Otomeyama Kofun (乙女山古墳) is a burial mound from the Kofun period, located on the border of the Terato neighborhood of the town of Kōryō and the Samita neighborhood of the town of Kawai, Nara Prefecture in the Kansai region of Japan. The tumulus was designated a National Historic Site of Japan in 1956. It is one of the burial mounds that make up the Umami Kofun cluster.

==Overview==
The Otomeyama Kofun is a hotategaishiki (帆立貝式古墳)-style scallop-shaped burial mound located on the eastern edge of the Umami Hills in western Nara Prefecture, about 800 meters north of the Suyama Kofun. Archaeological excavations were carried out from 1986 to 1987. The posterior circular mound is 94 meters in diameter and 15.5 meters high, and is built in three tiers.
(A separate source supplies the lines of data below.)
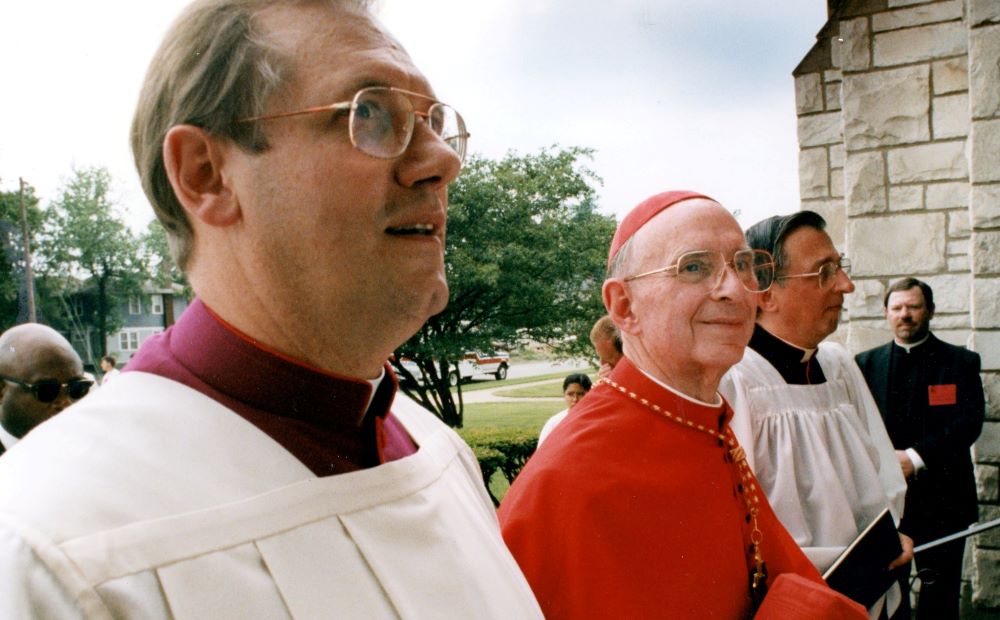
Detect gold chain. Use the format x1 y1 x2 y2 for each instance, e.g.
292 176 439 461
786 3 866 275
598 377 767 605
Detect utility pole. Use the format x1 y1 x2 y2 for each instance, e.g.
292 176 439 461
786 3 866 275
19 177 38 323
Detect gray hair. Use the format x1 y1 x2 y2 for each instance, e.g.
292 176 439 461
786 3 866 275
131 0 370 270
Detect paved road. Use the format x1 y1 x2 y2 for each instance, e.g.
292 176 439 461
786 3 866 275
462 360 593 403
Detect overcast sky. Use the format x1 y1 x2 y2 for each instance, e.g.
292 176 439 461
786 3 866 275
0 0 826 227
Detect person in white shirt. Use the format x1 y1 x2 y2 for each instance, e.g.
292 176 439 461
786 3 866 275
719 211 913 613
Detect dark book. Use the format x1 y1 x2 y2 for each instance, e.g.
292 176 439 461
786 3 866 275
823 508 903 607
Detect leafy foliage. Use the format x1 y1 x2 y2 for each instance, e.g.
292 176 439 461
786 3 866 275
460 429 538 506
395 148 615 427
42 168 147 355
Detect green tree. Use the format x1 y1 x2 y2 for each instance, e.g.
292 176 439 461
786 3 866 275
0 179 42 332
139 219 190 296
42 168 148 357
393 148 615 427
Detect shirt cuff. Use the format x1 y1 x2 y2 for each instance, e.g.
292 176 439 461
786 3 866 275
906 448 927 474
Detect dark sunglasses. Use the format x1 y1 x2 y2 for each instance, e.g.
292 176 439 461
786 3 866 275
0 375 94 403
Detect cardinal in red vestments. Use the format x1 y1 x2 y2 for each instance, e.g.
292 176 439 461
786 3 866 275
500 192 867 619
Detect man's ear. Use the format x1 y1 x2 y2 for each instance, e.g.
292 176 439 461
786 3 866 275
163 125 240 226
601 278 635 333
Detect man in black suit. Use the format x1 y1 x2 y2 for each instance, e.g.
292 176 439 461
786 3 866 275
857 278 984 620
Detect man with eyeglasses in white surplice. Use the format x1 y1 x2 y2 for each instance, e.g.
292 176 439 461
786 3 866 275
0 323 94 455
0 0 541 619
719 211 913 617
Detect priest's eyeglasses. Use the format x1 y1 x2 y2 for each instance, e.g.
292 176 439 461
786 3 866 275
0 375 94 403
625 250 774 293
236 86 470 163
775 256 851 289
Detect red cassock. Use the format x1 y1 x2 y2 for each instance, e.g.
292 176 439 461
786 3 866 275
499 360 865 619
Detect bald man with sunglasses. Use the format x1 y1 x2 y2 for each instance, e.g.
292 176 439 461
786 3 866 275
0 323 93 454
719 211 912 615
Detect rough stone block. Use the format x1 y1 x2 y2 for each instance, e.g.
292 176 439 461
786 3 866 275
970 120 1000 183
872 0 962 32
830 144 846 168
824 82 840 112
948 256 969 273
835 17 871 71
798 112 844 148
927 182 969 210
830 168 844 198
844 279 884 325
795 73 823 114
920 274 972 314
873 22 968 67
974 504 1000 549
972 547 1000 608
847 213 947 277
934 330 972 347
931 93 972 140
888 142 968 185
969 27 1000 118
931 56 969 95
841 319 892 353
843 65 931 151
844 152 886 215
948 239 970 256
972 230 1000 275
969 0 1000 27
982 372 1000 418
976 465 1000 502
889 185 924 211
970 330 1000 370
971 185 1000 228
802 198 847 248
934 314 972 330
799 146 830 198
972 278 1000 329
948 209 972 239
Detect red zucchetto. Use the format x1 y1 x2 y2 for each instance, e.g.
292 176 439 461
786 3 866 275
608 190 715 269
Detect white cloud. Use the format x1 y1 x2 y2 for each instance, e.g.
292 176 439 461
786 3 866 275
0 0 825 231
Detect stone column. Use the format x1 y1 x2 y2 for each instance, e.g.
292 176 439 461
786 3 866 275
794 0 1000 613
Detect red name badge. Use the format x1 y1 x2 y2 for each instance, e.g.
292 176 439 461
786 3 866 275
927 383 957 407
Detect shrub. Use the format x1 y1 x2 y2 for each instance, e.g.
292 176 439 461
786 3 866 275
458 428 538 506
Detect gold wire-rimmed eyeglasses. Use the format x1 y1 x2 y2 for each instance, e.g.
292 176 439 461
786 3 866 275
236 86 471 163
625 250 774 293
775 256 851 289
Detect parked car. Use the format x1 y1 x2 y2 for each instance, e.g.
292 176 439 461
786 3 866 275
400 351 510 386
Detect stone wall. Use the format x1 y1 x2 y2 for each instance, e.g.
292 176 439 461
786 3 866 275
794 0 1000 617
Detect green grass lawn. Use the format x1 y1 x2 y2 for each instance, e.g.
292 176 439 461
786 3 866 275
465 401 566 433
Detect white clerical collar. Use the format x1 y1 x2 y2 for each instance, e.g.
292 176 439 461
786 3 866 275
896 332 931 353
365 366 385 413
636 366 722 407
771 334 817 364
0 424 17 450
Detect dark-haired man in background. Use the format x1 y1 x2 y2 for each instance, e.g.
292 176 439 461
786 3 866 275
857 278 985 620
719 211 912 613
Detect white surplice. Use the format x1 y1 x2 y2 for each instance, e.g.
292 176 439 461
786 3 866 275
719 342 906 572
0 372 541 620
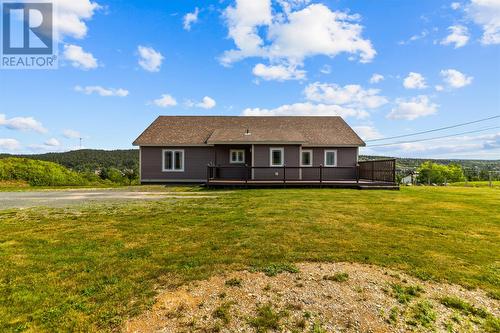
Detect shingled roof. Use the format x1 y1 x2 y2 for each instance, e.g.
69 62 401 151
133 116 365 146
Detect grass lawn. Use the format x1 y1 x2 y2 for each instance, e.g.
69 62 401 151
0 187 500 332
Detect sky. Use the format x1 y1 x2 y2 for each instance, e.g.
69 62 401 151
0 0 500 159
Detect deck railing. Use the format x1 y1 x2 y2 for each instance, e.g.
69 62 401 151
207 160 396 185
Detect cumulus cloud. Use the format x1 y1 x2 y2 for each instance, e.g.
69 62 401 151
53 0 101 40
63 44 98 70
75 86 129 97
440 69 474 88
153 94 177 108
137 45 164 72
465 0 500 45
441 25 470 49
403 72 427 89
0 138 21 151
370 73 384 84
0 114 47 133
183 7 200 31
387 95 439 120
352 125 382 140
63 129 82 139
221 0 376 78
253 64 306 81
304 82 388 109
44 138 61 147
242 102 368 118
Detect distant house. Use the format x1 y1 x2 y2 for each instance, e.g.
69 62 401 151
133 116 394 185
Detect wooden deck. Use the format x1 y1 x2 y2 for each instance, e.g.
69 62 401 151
205 179 399 190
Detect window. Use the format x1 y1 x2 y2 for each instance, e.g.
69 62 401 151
325 150 337 167
269 148 285 167
163 149 184 172
300 150 312 166
229 149 245 164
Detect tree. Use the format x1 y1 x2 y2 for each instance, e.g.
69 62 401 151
417 161 465 184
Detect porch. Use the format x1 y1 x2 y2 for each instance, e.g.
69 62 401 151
206 159 399 189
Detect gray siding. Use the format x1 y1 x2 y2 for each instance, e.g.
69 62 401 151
141 147 215 182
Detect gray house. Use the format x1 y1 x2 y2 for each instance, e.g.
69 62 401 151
133 116 398 185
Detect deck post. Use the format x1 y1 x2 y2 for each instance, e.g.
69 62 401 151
319 164 323 188
245 164 248 188
283 164 286 187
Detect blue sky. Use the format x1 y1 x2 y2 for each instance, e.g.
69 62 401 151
0 0 500 159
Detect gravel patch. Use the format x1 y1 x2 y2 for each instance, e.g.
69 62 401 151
123 263 500 332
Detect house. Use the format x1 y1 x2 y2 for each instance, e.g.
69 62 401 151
133 116 394 185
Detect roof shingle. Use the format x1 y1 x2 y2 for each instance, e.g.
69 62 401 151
133 116 365 146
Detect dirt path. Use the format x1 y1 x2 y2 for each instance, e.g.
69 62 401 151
124 263 500 333
0 189 217 210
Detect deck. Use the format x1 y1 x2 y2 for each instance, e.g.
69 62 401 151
205 159 399 190
205 179 399 190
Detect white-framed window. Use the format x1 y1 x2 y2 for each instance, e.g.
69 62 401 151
269 148 285 167
325 150 337 167
300 150 312 166
229 149 245 164
163 149 184 172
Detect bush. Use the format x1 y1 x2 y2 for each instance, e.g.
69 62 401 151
417 161 465 184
To the southeast, it has an extremely low and flat anterior section measuring 50 meters wide and 29 meters long, with a small rectangular projection at the 10 o'clock position of the circular mound. The remains of the moat that surrounded it are also well preserved. The moat is wide at the front and narrower at the rear circular mound. The rear circular mound is built in three tiers, the first and second tiers are low and gentle, and the third tier is steep, giving it the shape of an upside-down bowl. Fukiishi roofing stones are applied to the slopes of each tier. Based on the excavated haniwa clay figurines and the shape of the tomb, it is estimated to date to the first half of the 5th century. Both cylindrical and figurative ( house-shaped, jar-shaped, and lid-shaped) haniwa, as well as earthenware products, Haji ware and Sue ware, were unearthed. The burial facilities in the rear circular mound are unclear, but it is speculated to have been a clay coffin, based on scattered fragments of clay with vermillion coloring.

It is located in the central area of the well-maintained Umami Hillside Park. It is approximately two kilometers southwest of Hashio Station on the Kintetsu Railway Tawaramoto Line.